Overall, when looking at Netflix’s selection in terms of the year the content was released to the public. The overall conclusion can be made that in 2019 Netflix’s content came from more recent years then it did older years. Perhaps this is why Netflix has such a huge subscription rate - people are able to watch recent movies and TV Shows whenever and wherever they want.
It’s very important to note that Netflix has content on their streaming platform from a ton of different countries. So what country had the most produced content on Netflix? Let’s find out!
After creating a geo-spatial chart in Tableau depicting the countries and their number of produced TV shows and movies, it was very apparent that the United States took the lead for the most produced movies AND TV shows. The Tableau chart shows a map of the world for Movies (on top) and TV Shows (on bottom).
How different countries have their content on Netflix?
netflix_titles %>%
group_by(Country) %>%
count(Type, sort = TRUE)%>%
filter(!Country %in% NA)
## # A tibble: 131 x 3
## # Groups: Country [81]
## Country Type n
## <chr> <chr> <int>
## 1 United States Movie 2100
## 2 India Movie 883
## 3 United States TV Show 783
## 4 United Kingdom Movie 341
## 5 United Kingdom TV Show 236
## 6 Canada Movie 175
## 7 Japan TV Show 162
## 8 South Korea TV Show 152
## 9 France Movie 137
## 10 Spain Movie 119
## # … with 121 more rows
131 countries! This is definitely more than I thought, perhaps this is why Netflix has so many subscribers since they have a worldwide variety.

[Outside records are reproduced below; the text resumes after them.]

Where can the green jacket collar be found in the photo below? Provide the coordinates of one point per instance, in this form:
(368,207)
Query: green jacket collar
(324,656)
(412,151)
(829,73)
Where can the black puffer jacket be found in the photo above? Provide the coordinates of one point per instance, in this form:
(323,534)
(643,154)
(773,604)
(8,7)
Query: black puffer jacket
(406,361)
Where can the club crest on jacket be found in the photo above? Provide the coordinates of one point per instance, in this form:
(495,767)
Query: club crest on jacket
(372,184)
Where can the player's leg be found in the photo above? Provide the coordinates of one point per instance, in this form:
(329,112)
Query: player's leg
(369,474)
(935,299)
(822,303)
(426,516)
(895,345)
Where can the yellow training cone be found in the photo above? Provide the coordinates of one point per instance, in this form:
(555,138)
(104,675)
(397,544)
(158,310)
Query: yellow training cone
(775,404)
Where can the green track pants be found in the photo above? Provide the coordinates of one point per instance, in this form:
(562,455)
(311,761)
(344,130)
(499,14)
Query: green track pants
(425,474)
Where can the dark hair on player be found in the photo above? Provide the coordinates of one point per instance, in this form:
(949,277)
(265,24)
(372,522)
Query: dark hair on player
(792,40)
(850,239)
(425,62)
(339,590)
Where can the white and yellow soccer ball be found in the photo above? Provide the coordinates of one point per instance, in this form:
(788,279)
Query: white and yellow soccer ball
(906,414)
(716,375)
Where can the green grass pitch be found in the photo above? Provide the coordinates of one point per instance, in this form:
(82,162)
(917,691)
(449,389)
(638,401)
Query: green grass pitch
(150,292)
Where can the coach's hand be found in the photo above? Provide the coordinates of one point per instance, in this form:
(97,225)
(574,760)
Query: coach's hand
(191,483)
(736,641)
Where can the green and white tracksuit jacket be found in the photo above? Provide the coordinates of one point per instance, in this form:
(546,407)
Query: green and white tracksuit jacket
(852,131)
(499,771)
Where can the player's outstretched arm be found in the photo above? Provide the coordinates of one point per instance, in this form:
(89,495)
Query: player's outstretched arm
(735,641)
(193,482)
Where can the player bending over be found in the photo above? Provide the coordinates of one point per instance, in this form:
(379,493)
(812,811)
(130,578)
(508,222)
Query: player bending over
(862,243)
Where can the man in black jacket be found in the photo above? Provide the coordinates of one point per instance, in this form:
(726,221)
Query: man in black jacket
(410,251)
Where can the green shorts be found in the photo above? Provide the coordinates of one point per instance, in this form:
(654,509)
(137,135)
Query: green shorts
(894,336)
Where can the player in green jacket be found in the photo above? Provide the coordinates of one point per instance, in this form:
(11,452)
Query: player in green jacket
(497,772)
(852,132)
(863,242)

Looking at the information on a different plot, helps get a closer look at which countries were close to America in terms of production:
netflix_titles %>%
group_by(Country) %>%
count(Type, sort = TRUE) %>%
filter(!Country %in% NA) %>%
ggplot(aes(reorder(Country, n), n, fill = Type)) +
geom_col() +
coord_flip() +
facet_wrap(~Type, scales = "free_y")
This plot shows all of the countries and their number of production for both TV Shows and Movies. To make it more clear and easy to read, I filtered it to the top 50 countries:
netflix_titles %>%
group_by(Country) %>%
count(Type, sort = TRUE) %>%
filter(n > 50) %>%
filter(!Country %in% NA) %>%
ggplot(aes(reorder(Country, n), n, fill = Type)) +
geom_col() +
coord_flip() +
facet_wrap(~Type, scales = "free_y")
So much easier to read! This chart enables viewers to see how much more production the US did in comparison to the other countries.
This already proves what I was looking for - that the United States has the highest number of TV shows and Movies on Netflix- but I now want to dive deeper into the specifics of those American TV Shows and Movies.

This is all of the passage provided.